Login data goes to the cloud
When readers asked about transferred passwords, I immediately thought of the older blog post Warning: Microsoft Outlook app breaks (company) security. It was about Microsoft's Outlook app for Android and iOS devices, which transfers all passwords that users enter to access their email accounts to Microsoft and the cloud.
Problem known since 2015
Back in February 2015, I described a security-related bombshell in the German blog post Outlook-App: Im EU-Parlament wegen IT-Sicherheit blockiert. The EU Parliament's IT department had blocked the Outlook app from being used by members and employees of the EU Parliament for security reasons. The background to this was that although the app bears the Microsoft logo, it originates from the acquired company Acompli. During an analysis, users discovered that login data, attachments and more were being routed via external servers and stored in the cloud.

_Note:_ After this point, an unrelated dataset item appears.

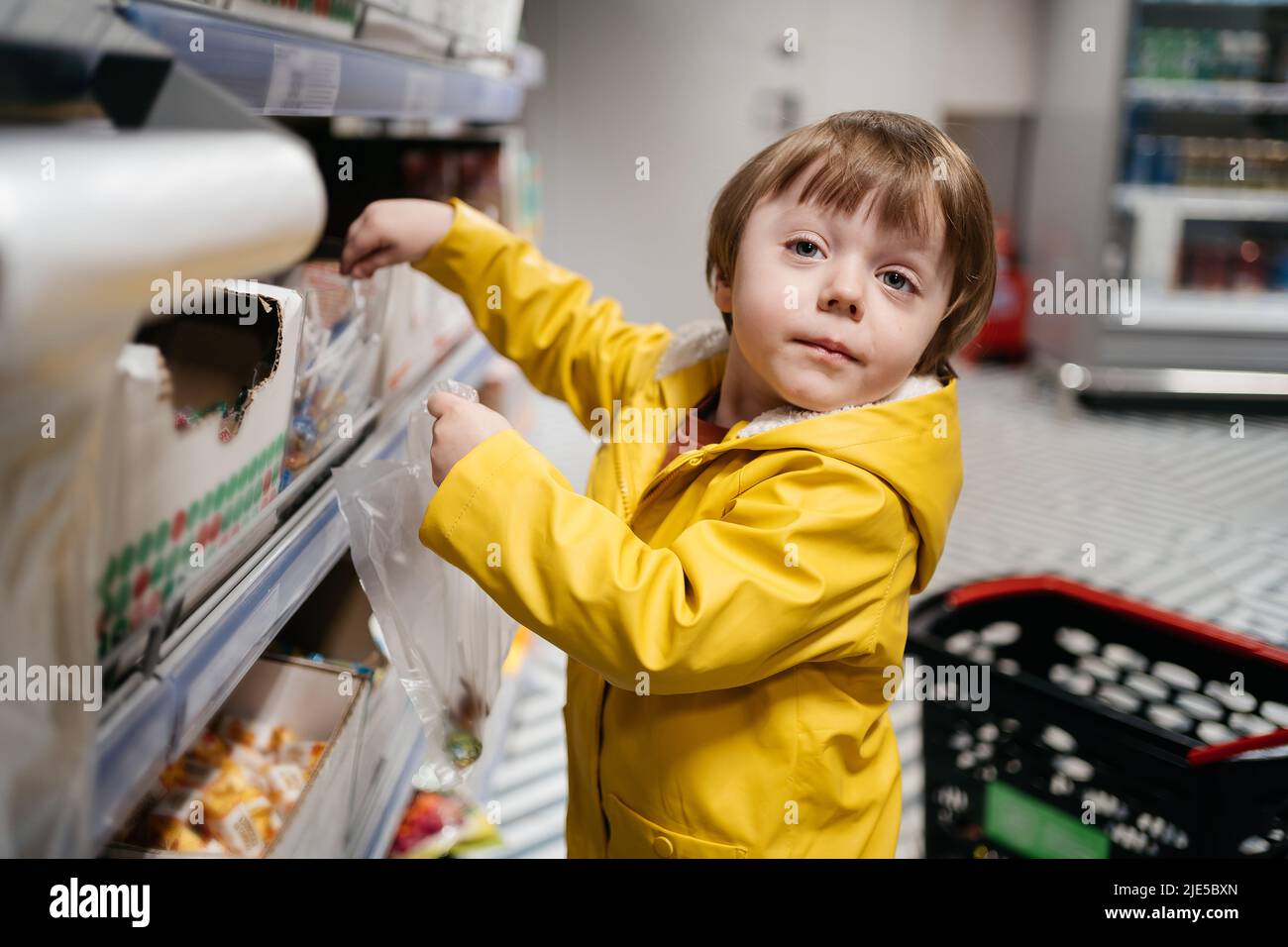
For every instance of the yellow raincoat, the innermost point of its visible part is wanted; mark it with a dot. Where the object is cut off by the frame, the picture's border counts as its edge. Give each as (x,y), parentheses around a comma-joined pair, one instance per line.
(728,620)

This has not changed over time with the Outlook apps. At the beginning of 2021, I had already read the comment Outlook für Android speichert weiter Paßwörter in der Cloud by a German user with the alias Erlenmayr in the heise forum. At the time, it emerged that the Outlook app transfers passwords to Microsoft's cloud and that emails are also analyzed there.
New Outlook app transfers passwords
The exciting question was whether this also happens with the new Outlook app for Windows (well, the question wasn't that exciting, because my answer was "yes", but I haven't yet had time to investigate this and prove it in a test). I can now save myself this step, because the colleagues at heise have done just that. In the article Microsoft lays hands on login data: Beware of the new Outlook, the topic I outlined above is now taken up in relation to the new Outlook app. The editorial team analyzed the transferred data and documented it. But you don't have to go that far.

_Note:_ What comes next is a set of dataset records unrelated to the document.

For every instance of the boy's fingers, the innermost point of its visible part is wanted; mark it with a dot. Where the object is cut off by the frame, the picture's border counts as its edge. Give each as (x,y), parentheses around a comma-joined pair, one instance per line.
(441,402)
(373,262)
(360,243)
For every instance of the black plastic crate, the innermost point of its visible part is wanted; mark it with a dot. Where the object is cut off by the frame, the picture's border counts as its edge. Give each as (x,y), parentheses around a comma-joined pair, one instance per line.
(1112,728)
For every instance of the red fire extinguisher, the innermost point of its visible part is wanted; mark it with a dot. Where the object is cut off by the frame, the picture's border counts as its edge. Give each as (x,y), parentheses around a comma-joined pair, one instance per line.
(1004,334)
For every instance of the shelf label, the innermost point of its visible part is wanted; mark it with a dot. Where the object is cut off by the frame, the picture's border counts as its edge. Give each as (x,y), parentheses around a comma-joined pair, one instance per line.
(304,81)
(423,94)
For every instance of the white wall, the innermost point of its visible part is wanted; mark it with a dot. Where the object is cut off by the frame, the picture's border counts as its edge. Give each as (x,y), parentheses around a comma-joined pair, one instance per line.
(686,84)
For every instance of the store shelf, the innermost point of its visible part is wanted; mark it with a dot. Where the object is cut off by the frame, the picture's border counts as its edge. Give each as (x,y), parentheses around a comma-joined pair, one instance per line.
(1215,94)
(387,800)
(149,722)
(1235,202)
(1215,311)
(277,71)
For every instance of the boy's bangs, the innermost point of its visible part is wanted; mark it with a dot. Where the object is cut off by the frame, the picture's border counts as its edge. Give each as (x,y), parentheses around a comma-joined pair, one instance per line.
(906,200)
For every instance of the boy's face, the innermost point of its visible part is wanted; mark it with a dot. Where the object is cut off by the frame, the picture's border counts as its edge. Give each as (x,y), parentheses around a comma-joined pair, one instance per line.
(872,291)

Microsoft has published a support article Sync your account in Outlook to the Microsoft Cloud, which points out that the new Outlook app synchronizes non-Microsoft accounts (including email, contacts, and events) with the Microsoft Cloud. This is available for Gmail, Yahoo, iCloud and IMAP accounts in Outlook for iOS, Outlook for Android and new Outlook for Mac. Also available for Gmail and Yahoo accounts in New Outlook for Windows and for Gmail accounts in Outlook.com. This way, you can use many features that were previously only available to those with Microsoft 365 or Microsoft Exchange Online email accounts.

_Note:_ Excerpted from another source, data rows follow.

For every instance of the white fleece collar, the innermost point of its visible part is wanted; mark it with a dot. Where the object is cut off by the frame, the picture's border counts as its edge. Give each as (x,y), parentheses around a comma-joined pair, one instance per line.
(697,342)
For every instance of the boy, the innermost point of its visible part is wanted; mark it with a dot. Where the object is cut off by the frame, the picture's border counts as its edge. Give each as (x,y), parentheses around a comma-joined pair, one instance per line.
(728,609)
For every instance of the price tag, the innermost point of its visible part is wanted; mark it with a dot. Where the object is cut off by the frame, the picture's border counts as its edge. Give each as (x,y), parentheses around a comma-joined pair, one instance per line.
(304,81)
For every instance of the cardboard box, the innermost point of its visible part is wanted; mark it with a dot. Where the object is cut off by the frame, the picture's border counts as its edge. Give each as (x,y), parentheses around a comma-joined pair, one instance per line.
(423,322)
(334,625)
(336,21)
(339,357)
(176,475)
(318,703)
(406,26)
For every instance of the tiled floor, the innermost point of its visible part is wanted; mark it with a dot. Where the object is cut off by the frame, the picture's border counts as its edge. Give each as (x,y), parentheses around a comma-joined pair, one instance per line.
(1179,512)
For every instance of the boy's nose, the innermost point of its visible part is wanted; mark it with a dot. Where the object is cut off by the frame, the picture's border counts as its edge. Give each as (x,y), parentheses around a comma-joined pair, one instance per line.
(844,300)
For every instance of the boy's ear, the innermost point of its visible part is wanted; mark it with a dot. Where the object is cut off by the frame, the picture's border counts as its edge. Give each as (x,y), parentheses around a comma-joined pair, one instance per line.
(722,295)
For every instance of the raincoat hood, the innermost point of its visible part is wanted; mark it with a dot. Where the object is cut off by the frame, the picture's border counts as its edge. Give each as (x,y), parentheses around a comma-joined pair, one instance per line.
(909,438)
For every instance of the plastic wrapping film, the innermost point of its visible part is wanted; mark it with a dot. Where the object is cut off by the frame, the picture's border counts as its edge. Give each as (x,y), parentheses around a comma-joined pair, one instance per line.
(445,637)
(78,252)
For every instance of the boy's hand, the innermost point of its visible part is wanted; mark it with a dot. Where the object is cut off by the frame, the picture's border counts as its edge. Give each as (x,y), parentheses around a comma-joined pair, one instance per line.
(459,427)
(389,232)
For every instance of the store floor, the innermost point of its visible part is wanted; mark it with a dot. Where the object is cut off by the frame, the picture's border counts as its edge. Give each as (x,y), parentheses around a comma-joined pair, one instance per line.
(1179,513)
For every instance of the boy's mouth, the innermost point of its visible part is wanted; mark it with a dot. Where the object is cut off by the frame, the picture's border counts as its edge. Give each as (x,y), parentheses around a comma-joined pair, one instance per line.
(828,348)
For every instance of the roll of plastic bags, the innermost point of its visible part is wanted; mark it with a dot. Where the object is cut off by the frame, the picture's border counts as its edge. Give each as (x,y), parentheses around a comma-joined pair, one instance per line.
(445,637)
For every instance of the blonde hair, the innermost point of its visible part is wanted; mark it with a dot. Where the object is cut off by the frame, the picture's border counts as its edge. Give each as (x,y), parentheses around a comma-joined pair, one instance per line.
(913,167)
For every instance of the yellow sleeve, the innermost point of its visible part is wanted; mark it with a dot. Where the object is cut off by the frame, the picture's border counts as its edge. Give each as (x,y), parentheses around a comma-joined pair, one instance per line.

In other words: your passwords, your content, simply everything that you actually want to keep private goes to Microsoft in the cloud with the new Outlook app and is scanned and analyzed there.
Case of "no way"
Apart from the "don't do that", it gets even funnier when I think of corporate environments that are subject to the GDPR. As soon as the European Court of Justice (ECJ) rejects the US-EU Transatlantic Data Privacy Framework (DPF) as not EU-compliant, all companies will have a big problem. This is because all data from email accounts and calendars is synchronized in the Microsoft cloud. And that's illegal under GDPR.
German data privacy watchguard (BfDI), Prof. Ulrich Kelber, is concerned and wants to request information from the Irish data protection authority. Specifically, it says: "On Tuesday, the BfDI will ask the Irish data protection supervisory authority DPC, which is responsible for Microsoft in Europe, for further information on the case in the European Data Protection Committee".